Search Engine Application – This Project deals with the design and implementation of a content-based search engine. Content-based means that the system utilizes information available in the web documents in a holistic manner to determine what might be interesting to the user. We focus on textual content that is written in a natural language as opposed to, say, images included in the documents. We call the presented system a search engine, as it contains components to retrieve and index web documents, and it provides a mechanism to return a ranked subset of the documents according to the user’s requests.
The system should be able to process millions of documents in a reasonable time and respond to queries with a low average latency. The starting point is a Web Crawler (or spider) to retrieve all Web pages: it simply traverses the entire Web or a certain subset of it, to download the pages or files it encounters and save for other components to use. The actual traversal algorithm varies depends on the implementation; depth first, breadth first, or random traversal are all being used to meet different design goals. The parser takes all downloaded raw results, analyze and eventually try to make sense out of them. In the case of a text search engine, this is done by extracting keywords and checking the locations and/or frequencies of them. Hidden HTML tags, such as KEYWORDS and DESCRIPTION, are also considered. Usually a scoring system is involved to give a final point for each keyword on each page.

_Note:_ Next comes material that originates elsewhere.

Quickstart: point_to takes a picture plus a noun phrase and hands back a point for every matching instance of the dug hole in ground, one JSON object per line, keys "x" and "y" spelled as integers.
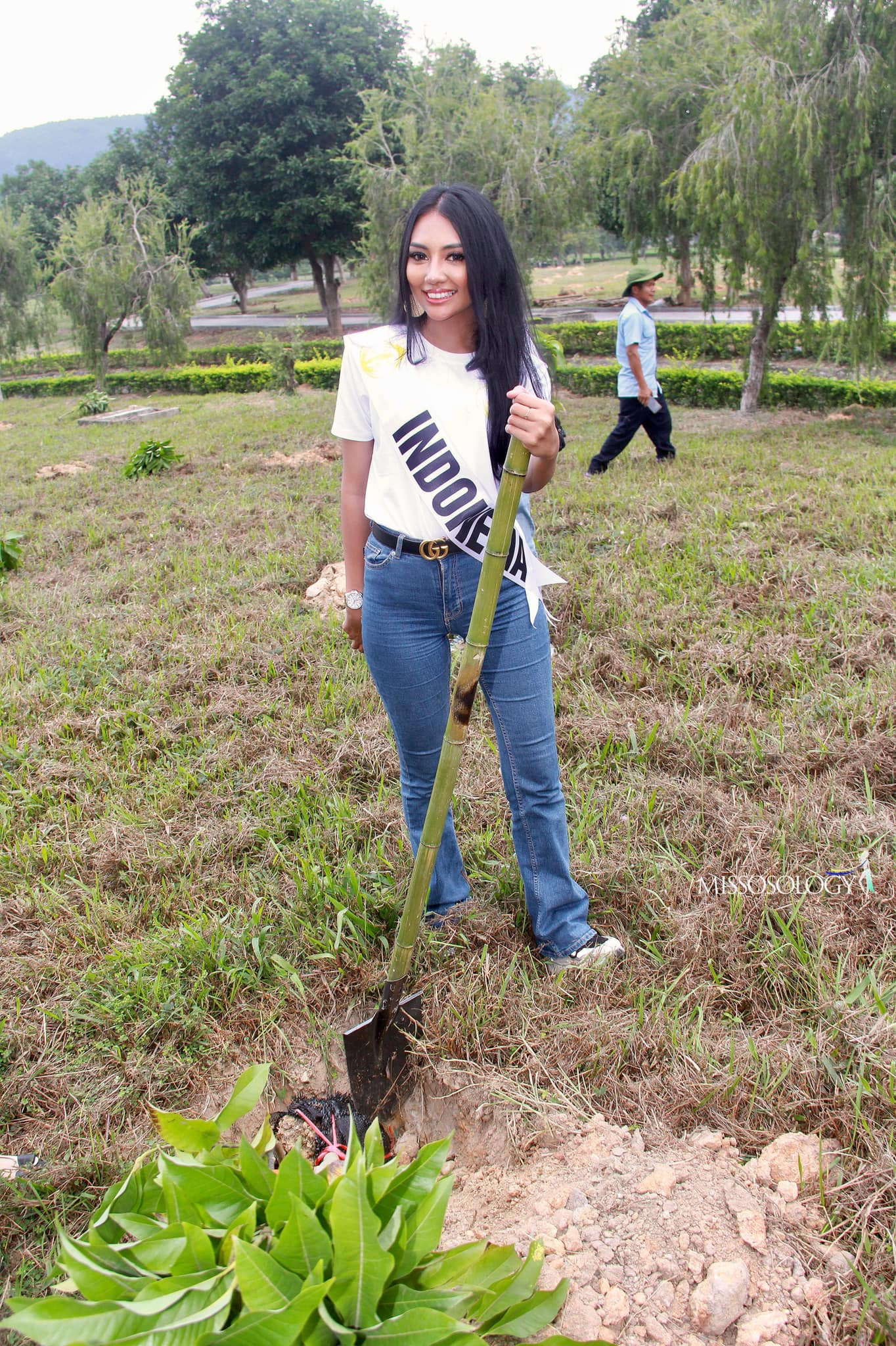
{"x": 662, "y": 1239}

Simple or complicated, a search engine must have a way to determine which pages are more important than the others, and present them to users in a particular order. This is called the Ranking System. The most famous one is the Page Rank Algorithm published by Google founders [Brin 1998].
A reliable repository system is definitely critical for any application. Search engine also requires everything to be stored in the most efficient way to ensure maximum performance. The choice of database vendor and the schema design can make big difference on performance for metadata such as URL description, crawling date, keywords, etc. More challenging part is the huge volume of downloaded files to be saved before they are picked up by other modules.
Finally, a front-end interface for users: This is the face and presentation of the search engine. When a user submits a query, usually in the form of a list of textual terms, an internal scoring function is applied to each Web page in the repository [Pandey 2005], and the list of result is presented, usually in the order or relevance and importance.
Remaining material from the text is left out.